Elle se tendait, maintenant, hostile, et le sang glacé. L’ironie dédaigneuse, et surtout l’exaspérante façon de généraliser, de la mettre dans le troupeau « des femmes », sans vouloir entrer dans le détail si personnel de sa propre sensibilité, la froissaient au point de suspendre tout ce qu’il y avait en elle d’intuitif, de doux, de compatissant, l’empêchaient de pressentir la réelle souffrance dont Raoul se trouvait soudain mordu, et que cet orgueilleux cachait sous l’injustice de son agression.

— « Ce que je veux dire… C’est que, si tu tiens absolument, Nicole, à ce que je m’occupe de tes affaires de cœur, tu me trouveras aujourd’hui moins naïf qu’autrefois.

— Toi, naïf !… » s’exclama-t-elle, si stupéfaite de l’expression qu’elle en perdit toute autre idée.

— « Parfaitement. Tu m’as fait jouer un rôle assez ridicule, il y a cinq ou six ans. Je t’aimais, j’ai eu l’air de tout croire, j’ai tout avalé, même les choses les plus pénibles et les plus invraisemblables. Tu me rendras cette justice que, lorsque la réflexion m’a mieux éclairé, je ne suis pas revenu là-dessus, je ne t’ai pas dit ma pensée, je ne t’ai adressé aucun reproche.

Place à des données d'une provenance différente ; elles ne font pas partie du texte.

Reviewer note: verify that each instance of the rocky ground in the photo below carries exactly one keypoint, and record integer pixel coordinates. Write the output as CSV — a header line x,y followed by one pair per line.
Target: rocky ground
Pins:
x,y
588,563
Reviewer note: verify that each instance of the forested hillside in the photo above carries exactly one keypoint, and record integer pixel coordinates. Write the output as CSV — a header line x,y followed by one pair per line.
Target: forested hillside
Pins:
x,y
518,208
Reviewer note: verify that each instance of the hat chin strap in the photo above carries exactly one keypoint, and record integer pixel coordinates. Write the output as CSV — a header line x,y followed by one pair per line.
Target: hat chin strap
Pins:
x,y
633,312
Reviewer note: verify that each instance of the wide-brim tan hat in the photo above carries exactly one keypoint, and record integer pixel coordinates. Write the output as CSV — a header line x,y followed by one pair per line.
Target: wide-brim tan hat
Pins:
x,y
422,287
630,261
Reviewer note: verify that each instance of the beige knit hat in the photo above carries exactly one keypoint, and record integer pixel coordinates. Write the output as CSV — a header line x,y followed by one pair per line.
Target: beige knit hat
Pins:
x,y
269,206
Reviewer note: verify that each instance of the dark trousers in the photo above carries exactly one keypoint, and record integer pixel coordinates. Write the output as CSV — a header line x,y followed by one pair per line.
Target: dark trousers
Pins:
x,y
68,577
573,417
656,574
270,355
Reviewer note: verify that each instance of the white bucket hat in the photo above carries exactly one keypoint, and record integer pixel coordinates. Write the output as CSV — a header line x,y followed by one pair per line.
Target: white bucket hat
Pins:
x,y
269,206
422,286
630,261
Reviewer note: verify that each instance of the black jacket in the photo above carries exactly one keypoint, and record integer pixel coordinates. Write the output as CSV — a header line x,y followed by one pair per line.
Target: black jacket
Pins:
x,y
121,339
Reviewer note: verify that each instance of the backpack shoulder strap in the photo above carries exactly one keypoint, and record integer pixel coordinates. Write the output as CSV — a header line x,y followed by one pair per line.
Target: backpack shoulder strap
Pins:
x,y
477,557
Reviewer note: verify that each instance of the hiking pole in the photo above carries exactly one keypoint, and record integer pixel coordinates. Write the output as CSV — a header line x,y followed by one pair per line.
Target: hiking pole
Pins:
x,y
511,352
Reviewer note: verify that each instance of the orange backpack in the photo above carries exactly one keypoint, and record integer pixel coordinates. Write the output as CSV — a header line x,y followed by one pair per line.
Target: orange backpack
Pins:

Ce qui était fait, était fait. Ce qui était dit, était dit. J’ai traversé secrètement quelques mauvais quarts d’heure, en t’épargnant des récriminations inutiles. Mais aujourd’hui, c’est autre chose. Agis comme tu l’entendras, sans assaisonner tes petites machinations romanesques de ce piquant spectacle : la tête que je peux faire en écoutant des confidences superlativement désagréables pour moi. »

A ce discours, une intraduisible angoisse contracta Nicole. Terrifiée et révoltée à la fois par les insinuations qu’elle y saisissait, par la découverte de ce qui avait pu subsister, sans qu’elle s’en doutât, pendant si longtemps, derrière le silence de son mari, elle s’écria :

— « Mais, Raoul, quelle abominable arrière-pensée gardes-tu sur mon compte ?… Dis-la moi, que je puisse au moins me justifier. Comment, tu la conserves par-devers toi depuis six ans, et tu parles de la duplicité des autres !… Je n’ai eu qu’un tort envers toi, c’est d’avoir été trop franche !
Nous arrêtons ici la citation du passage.